Elle ne rit jamais, elle est détruite. Ce petit bout de femme ne peut verser que des larmes de sang, qui en sortant, emportent en arrachant les poussières de son coeur. Car oui, Leïa n'a pas de coeur, un en mille morceaux, oui. Un tout déchiré, abimé, brisé ..
Elle est prisonnière, dotée d'une beauté éblouissante héritée de sa chère mère. Mais Elle aurait tout fait pour ne pas avoir cette qualité, comme on peut dire. Elle, elle aurait osé passer une lame sur toute sa figure, pour seulement devenir laide, et ne pas entendre cette phrase répétée si souvent,
" Un jour, Je ferai de ton corps ce dont j'ai toujours envié. " Ces paroles prononcées par son propre père, Lui, l'assassin, le dégoût de la nature. Au delà de ses 40 ans, Il a réussi à fournir l'horreur à Leïa.
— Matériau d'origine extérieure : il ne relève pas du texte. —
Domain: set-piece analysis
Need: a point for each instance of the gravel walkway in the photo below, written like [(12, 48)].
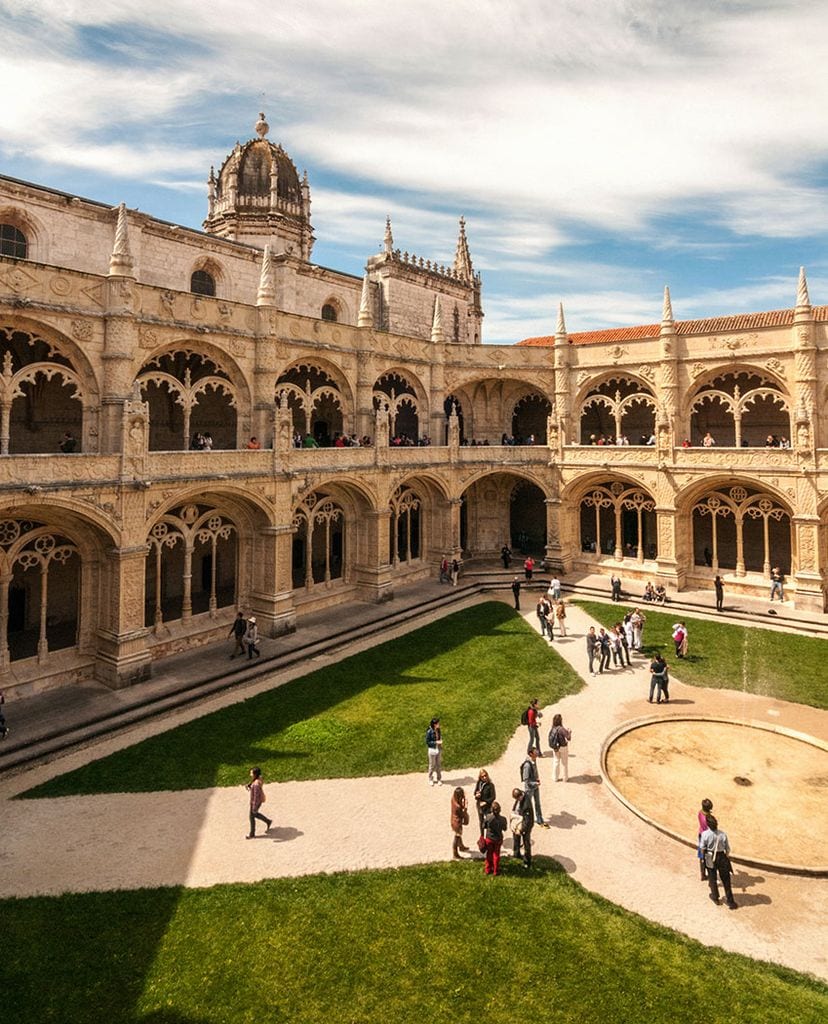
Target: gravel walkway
[(195, 838)]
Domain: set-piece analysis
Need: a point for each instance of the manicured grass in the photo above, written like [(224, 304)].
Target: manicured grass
[(439, 943), (726, 656), (365, 716)]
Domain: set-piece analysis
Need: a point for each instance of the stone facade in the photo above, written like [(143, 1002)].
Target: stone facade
[(135, 546)]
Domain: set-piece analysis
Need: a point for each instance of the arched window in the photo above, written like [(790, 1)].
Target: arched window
[(12, 242), (203, 283)]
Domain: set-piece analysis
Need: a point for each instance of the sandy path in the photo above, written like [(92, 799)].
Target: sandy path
[(195, 838)]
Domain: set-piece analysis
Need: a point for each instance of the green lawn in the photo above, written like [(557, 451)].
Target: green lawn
[(734, 657), (440, 943), (366, 715)]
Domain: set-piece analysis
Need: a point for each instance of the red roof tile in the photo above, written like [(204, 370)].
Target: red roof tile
[(738, 322)]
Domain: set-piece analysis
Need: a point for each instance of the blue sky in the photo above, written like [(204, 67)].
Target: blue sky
[(598, 148)]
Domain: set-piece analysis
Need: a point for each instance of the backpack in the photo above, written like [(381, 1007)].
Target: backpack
[(557, 738)]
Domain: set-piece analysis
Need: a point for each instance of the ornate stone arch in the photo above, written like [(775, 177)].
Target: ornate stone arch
[(736, 403), (617, 406)]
Ayant réussi son coup à présent, elle est rongée par la terreur, plus de vie, tout comme un cadavre vivant. Il n'y a aucune différence entre cette adolescente et un corps sans âme. Le terme d'adolescent ne lui convient pas du tout, elle n'a jamais vécu cette période où la plupart des personnes passent leur temps à s'amuser, délirer, et vivre chaque seconde. Au contraire, elle, elle sombre depuis très très longtemps. S'amuser, elle ne sait même pas ce que c'est.
Elle n'a pas d'ami et ne va plus à l'école depuis ses 8 ans. Depuis le jour où elle n'a plus soufflé aucun mot. Car oui, Leïa ne parle Jamais. Elle s'est promise ce jour de ne plus parler, et elle tient sa promesse. Elle s'était dise de ne prononcer ses mots enterrés au fond d'elle qu'à une personne.
Qu'à une seule, la bonne.
Elle ne connaît pas l'amour. Oh que non, jamais personne ne lui en a procuré, à part sa chère maman qu'elle ne voit depuis très longtemps, trop longtemps. Elle n'arrive même plus à se rappeler de son visage si angélique, de sa personnalité si fantastique, de son apparence si sublime. Non, elle ne s'en rappelle plus ..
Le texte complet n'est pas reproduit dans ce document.